Alors j'ai appelé l'Éternel au secours : Je t'en prie, Éternel, viens me sauver la vie ! L'Éternel nous fait grâce et notre Dieu est juste. Il est plein de bonté (Psaumes 116.4-5).

Les auteurs des Textes Sacrés ne cessent de répéter que Dieu est bon et qu'il fait grâce. Mais il est aussi juste et saint, et en tant que juge moral de l'univers, il doit punir les pécheurs. C'est pour cela qu'il a envoyé Jésus pour être notre substitut, notre Sauveur.

Versets 6-7

Je continue.

L'Éternel garde ceux qui sont sans détours ; c'est lui qui m'a sauvé quand j'étais misérable.
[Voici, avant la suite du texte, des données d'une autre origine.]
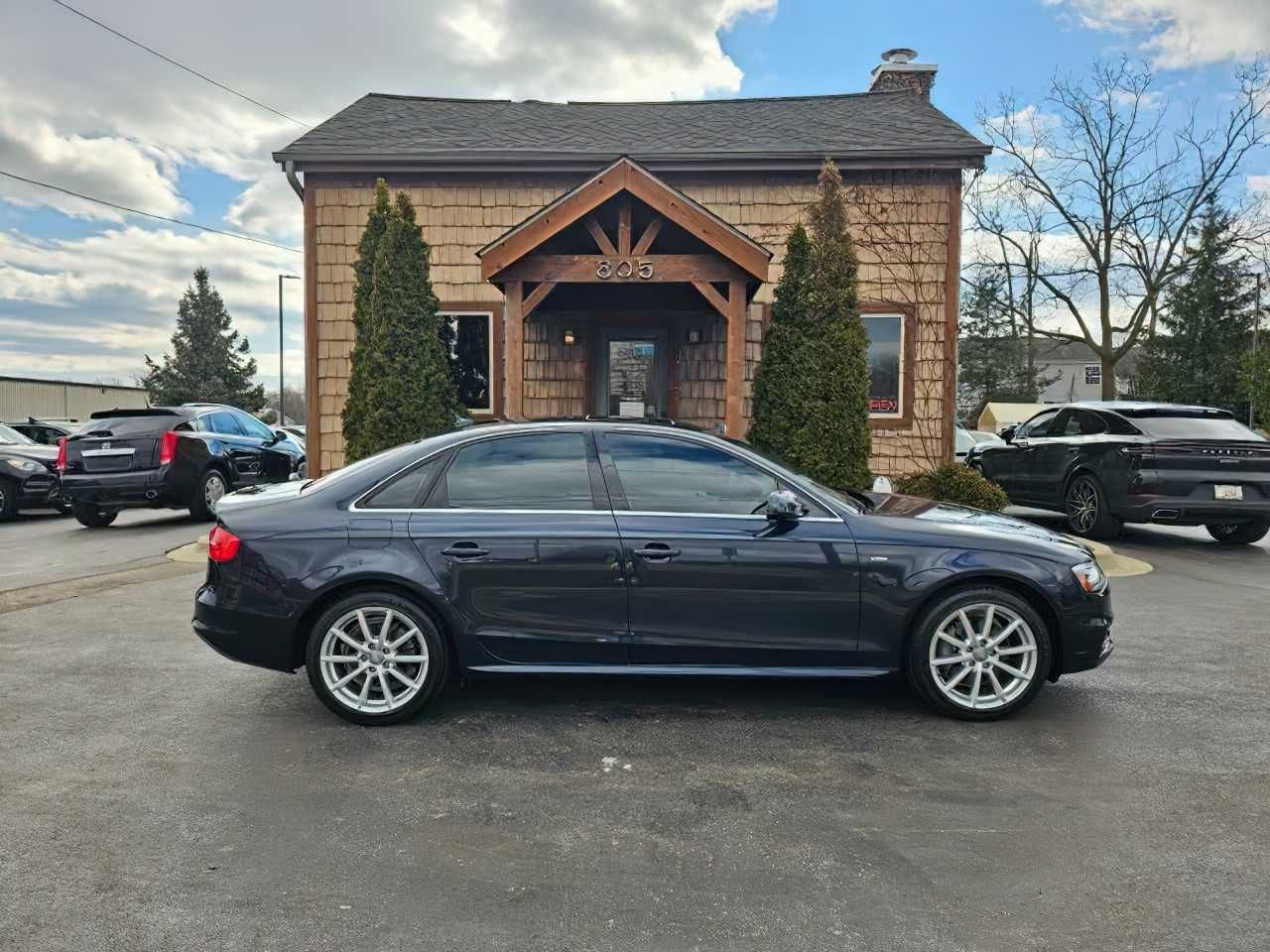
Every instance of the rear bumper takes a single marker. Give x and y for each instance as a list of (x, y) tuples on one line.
[(122, 490), (1188, 511), (266, 642)]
Retrouve donc ta paix, mon âme, car l'Éternel t'a fait du bien (Psaumes 116.6-7).

Dieu vient en aide à ceux qui sont sans duplicité et qui se confient en lui.

Verset 10

Je continue plus loin.

J'ai cru, c'est pourquoi j'ai parlé (Psaumes 116.10).

Ces paroles sont citées par l'apôtre Paul (2Corinthiens 4.13). La prière du psalmiste était à la fois la preuve et le fruit de sa foi.

Verset 13

Je continue plus loin.

J'élèverai la coupe du salut, et je m'adresserai à l'Éternel lui-même (Psaumes 116.13).

C'est une des coupes du repas de Pâque qui circule parmi les convives en souvenir de la délivrance d'Égypte. L'apôtre Paul l'appelle la coupe de bénédiction (1Corinthiens 10.16). C'est à ce moment que Jésus a prié disant :

Prenez cette coupe et partagez-la entre vous, car je vous le déclare, dorénavant, je ne boirai plus du fruit de la vigne jusqu'à ce que le royaume de Dieu soit établi (Luc 22.17-18).

Verset 15

Je continue le psaume plus loin.

Elle a du prix aux yeux de l'Éternel la vie de ses fidèles (Psaumes 116.15).

Le psalmiste vient de faire l'expérience qu'il en coûte à Dieu de voir mourir ses fidèles. La mort de Jésus ainsi que celle des martyres passés, présents et à venir est précieuse aux yeux de l'Éternel.

Versets 16-19

Je finis ce psaume.

Oui Éternel, je suis ton serviteur ? Oh, oui, ton serviteur, le fils de ta servante ; tu as brisé mes chaînes. Je t'offrirai un sacrifice, pour marquer ma reconnaissance, et je m'adresserai à toi, ô Éternel (Psaumes 116.16-17).

En répétant : Je suis ton serviteur, le psalmiste affirme un droit et un devoir. Serviteur de l'Éternel est le titre le plus honorifique de l'univers. Nous n'avons rien à offrir à Dieu sinon notre service et notre reconnaissance. Le Nouveau Testament exhorte les croyants en ces termes :

Par Jésus, offrons donc en tout temps à Dieu un sacrifice de louange qui consiste à célébrer son nom (Hébreux 13.15).